LABRAF1L M 1944 CS: ethanol (40:15) in 1 ml was stirred at 25 ° C for 200 mg cyclosporin A; 0.4 ml of olive or corn oil was added and the resulting solution was filtered and bottled.

The solution contains 10 parts by weight of LABRAFIL, 3 parts by weight of cyclosporin A, 3 parts by weight of ethanol and 5 parts by weight of olive or corn oil.

Example 2

Parenteral Formulation For intramuscular and subcutaneous administration, a mixture of mg ethanol and 300 mg LABRAFIL M 1944 CS is mixed with 100 mg cyclosporin A at 25 ° C and made up to 1 ml with olive oil. The solution is aseptically filled into ampoules.

Example 3

Parenteral Formulation For intramuscular and subcutaneous administration, 200 mg of cyclosporin A are dissolved in a mixture of mg ethanol and 300 mg LABRAFIL M 1944 CS at 25 ° C with stirring and the resulting solution is made up to 1 ml with corn oil. Aseptically filled into ampoules.

Comparative studies

Prepared preparations

Formulation I: prepared according to the invention.

The formulation was prepared commercially from the following amounts of ingredients.

component Quantity (kg) i) Labrafil M 1944 CS 150.00 (ii) anhydrous ethanol 50.00 iiia) cyclosporin A-1. dose 9.08 (iiib) cyclosporin A-2. dose 14,23 iiic) cyclosporin A-3. dose 14.00 iiid) cyclosporin A-4. dose 13.30 (iv) olive oil: 212.00 altogether: 462.50 Cyclosporin A [IIIa] -ylid] is complete 50.61

kg, with a defined total water content of 0.61 kg, giving a dry amount of cyclosporin A of 50.0 kg.
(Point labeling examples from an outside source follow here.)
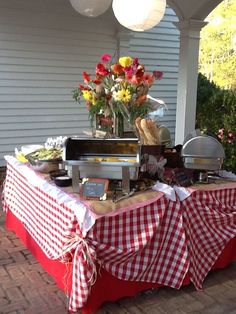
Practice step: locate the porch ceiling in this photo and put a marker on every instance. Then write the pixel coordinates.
(193, 9)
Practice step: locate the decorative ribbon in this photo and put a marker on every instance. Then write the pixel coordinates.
(75, 242)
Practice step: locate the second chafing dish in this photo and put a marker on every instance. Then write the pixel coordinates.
(102, 158)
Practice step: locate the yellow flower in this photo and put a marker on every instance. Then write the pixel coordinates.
(125, 61)
(123, 95)
(87, 95)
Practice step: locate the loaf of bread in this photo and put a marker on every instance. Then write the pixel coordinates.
(142, 136)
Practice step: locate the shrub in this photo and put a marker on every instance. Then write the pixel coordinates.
(216, 113)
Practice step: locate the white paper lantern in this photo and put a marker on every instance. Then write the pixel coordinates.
(91, 8)
(139, 15)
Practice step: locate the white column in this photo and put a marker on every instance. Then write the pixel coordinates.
(187, 77)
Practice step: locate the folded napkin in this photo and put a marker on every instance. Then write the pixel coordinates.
(182, 192)
(166, 189)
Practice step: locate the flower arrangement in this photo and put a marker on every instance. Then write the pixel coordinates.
(117, 89)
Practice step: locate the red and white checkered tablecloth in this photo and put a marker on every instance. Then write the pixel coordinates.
(156, 243)
(209, 219)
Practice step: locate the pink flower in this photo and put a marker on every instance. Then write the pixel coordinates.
(105, 57)
(158, 75)
(101, 70)
(86, 77)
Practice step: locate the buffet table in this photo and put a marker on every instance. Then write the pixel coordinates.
(148, 240)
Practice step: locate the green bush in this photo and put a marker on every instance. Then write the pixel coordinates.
(216, 113)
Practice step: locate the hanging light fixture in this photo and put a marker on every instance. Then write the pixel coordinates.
(139, 15)
(91, 8)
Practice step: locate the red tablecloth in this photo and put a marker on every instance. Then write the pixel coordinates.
(158, 243)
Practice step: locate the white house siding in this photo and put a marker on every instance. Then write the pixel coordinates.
(45, 46)
(159, 50)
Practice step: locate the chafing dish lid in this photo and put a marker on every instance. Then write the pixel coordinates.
(203, 146)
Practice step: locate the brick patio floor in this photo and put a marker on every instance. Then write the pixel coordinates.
(26, 288)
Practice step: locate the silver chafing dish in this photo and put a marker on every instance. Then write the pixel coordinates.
(202, 152)
(117, 158)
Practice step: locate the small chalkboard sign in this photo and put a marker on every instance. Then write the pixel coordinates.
(94, 188)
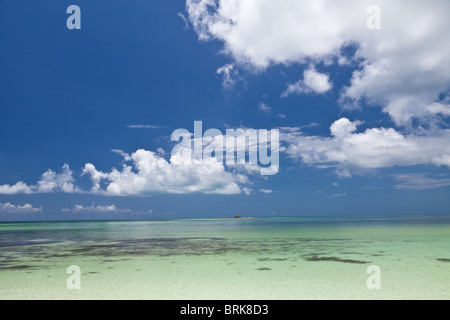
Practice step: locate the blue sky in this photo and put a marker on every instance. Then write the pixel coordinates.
(362, 114)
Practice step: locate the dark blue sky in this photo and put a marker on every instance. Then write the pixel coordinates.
(70, 96)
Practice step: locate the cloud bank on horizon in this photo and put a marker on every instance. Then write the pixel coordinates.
(403, 69)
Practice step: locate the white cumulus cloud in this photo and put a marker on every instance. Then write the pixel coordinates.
(405, 66)
(151, 174)
(313, 82)
(50, 182)
(11, 208)
(374, 148)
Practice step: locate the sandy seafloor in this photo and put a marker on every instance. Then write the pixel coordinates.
(242, 259)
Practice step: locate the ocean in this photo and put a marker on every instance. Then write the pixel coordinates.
(290, 258)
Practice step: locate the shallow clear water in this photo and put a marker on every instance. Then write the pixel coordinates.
(270, 258)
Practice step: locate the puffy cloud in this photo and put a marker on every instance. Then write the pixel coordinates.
(264, 108)
(230, 75)
(405, 65)
(99, 209)
(420, 181)
(11, 208)
(313, 82)
(151, 174)
(375, 148)
(50, 181)
(19, 187)
(57, 182)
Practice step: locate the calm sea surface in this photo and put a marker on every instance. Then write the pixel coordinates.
(264, 258)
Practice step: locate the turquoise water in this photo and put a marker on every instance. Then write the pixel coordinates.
(267, 258)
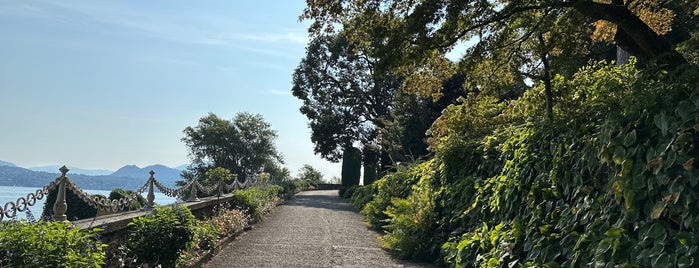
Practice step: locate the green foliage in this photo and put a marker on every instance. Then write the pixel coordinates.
(160, 237)
(411, 224)
(610, 182)
(77, 208)
(351, 166)
(342, 99)
(227, 222)
(241, 145)
(258, 200)
(311, 175)
(397, 185)
(205, 237)
(136, 204)
(49, 244)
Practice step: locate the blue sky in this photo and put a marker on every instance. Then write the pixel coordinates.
(99, 85)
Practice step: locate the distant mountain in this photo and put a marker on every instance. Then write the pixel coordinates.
(3, 163)
(182, 167)
(73, 170)
(17, 176)
(165, 175)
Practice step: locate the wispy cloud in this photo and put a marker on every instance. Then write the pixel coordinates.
(189, 28)
(279, 92)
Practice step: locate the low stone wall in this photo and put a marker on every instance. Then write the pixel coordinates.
(115, 226)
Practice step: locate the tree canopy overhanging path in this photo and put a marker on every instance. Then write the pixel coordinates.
(314, 229)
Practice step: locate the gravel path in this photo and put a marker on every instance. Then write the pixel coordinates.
(314, 229)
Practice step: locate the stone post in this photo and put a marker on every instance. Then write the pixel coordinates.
(193, 194)
(60, 206)
(151, 195)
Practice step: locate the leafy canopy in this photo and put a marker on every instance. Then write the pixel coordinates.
(242, 145)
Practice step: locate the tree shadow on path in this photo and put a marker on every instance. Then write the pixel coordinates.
(321, 199)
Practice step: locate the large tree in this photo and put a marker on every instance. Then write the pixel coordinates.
(244, 145)
(342, 98)
(509, 42)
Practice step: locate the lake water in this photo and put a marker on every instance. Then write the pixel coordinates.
(11, 193)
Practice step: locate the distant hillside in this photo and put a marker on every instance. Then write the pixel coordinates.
(16, 176)
(166, 175)
(73, 170)
(3, 163)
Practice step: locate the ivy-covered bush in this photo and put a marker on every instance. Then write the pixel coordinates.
(609, 182)
(160, 237)
(49, 244)
(394, 185)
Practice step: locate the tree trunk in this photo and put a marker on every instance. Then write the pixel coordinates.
(548, 93)
(635, 36)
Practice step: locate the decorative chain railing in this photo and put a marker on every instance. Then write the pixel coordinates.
(60, 207)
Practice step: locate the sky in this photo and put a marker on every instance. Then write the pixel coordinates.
(103, 84)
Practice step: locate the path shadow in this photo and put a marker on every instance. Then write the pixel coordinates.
(321, 200)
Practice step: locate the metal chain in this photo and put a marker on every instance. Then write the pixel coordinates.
(172, 192)
(10, 209)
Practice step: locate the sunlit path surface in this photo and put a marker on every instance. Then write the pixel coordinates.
(314, 229)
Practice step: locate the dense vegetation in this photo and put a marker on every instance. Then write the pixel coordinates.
(553, 155)
(49, 244)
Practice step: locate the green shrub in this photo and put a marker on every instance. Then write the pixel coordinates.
(205, 236)
(49, 244)
(411, 225)
(135, 204)
(393, 185)
(227, 222)
(158, 238)
(258, 200)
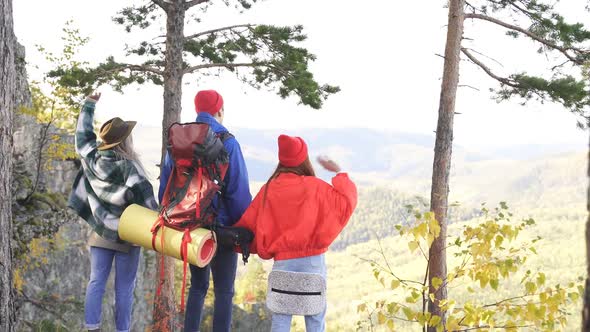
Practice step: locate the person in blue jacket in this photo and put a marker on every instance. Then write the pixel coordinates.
(230, 205)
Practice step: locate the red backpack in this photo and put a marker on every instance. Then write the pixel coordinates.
(200, 163)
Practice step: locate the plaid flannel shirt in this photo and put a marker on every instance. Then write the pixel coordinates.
(106, 183)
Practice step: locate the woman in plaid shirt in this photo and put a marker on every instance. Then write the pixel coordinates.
(110, 179)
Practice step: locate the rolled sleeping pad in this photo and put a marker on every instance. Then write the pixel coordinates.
(135, 227)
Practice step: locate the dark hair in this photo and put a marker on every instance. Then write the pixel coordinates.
(304, 169)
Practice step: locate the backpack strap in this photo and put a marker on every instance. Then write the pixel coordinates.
(224, 136)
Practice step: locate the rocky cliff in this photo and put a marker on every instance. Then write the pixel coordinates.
(52, 257)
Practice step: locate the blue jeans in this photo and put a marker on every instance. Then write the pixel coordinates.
(101, 260)
(223, 267)
(310, 264)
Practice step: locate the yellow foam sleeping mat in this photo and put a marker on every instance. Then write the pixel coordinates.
(135, 227)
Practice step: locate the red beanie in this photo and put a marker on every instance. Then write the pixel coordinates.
(208, 101)
(292, 151)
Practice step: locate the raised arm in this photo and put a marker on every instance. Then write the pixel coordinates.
(85, 137)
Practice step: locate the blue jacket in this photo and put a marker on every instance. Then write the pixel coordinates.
(236, 194)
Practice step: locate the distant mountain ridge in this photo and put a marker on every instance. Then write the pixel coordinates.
(540, 175)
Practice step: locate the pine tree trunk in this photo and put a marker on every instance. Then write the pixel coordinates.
(7, 103)
(437, 264)
(165, 305)
(586, 310)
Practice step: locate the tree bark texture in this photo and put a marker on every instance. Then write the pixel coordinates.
(586, 309)
(442, 154)
(7, 104)
(165, 306)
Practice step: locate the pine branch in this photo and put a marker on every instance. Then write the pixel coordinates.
(139, 68)
(192, 69)
(208, 32)
(550, 44)
(162, 4)
(487, 70)
(193, 3)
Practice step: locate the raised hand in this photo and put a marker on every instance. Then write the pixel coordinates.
(328, 164)
(95, 96)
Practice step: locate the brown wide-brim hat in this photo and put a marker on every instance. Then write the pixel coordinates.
(114, 132)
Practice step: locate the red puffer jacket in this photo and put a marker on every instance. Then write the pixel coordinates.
(301, 216)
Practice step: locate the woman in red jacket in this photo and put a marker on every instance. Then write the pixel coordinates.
(296, 216)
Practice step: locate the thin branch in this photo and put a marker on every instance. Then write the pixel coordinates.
(140, 68)
(508, 300)
(533, 36)
(225, 65)
(42, 142)
(466, 86)
(193, 3)
(487, 56)
(487, 70)
(560, 65)
(403, 281)
(495, 327)
(208, 32)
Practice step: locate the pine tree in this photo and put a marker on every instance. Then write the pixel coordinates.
(262, 56)
(533, 20)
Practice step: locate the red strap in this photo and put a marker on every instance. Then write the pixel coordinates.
(159, 291)
(186, 239)
(155, 227)
(200, 184)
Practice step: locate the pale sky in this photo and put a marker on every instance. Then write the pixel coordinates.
(380, 52)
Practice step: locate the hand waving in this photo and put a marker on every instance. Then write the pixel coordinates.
(328, 164)
(95, 96)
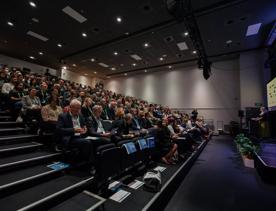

All ingredients were added directly to the mixing vessel. First, components i) and ii) were added to the vessel and stirred for 5 minutes. Subsequently, the ingredient IIIa-IIIid) was added in the specified portions while stirring until complete dissolution (about 40 minutes). Compound (iv) was then added with stirring for 10 minutes. The resulting light yellow oily solution was filtered at 0.6-0.8 bar (Gelman Preflow Filter 400-10 μιη) and filled into 50 mL Rexo flasks (51.5 mL = 47.6 g). The bottles were sealed with a rubber stopper and an aluminum cap. All operations were carried out under anhydrous conditions at room temperature and under nitrogen (0.25 bar).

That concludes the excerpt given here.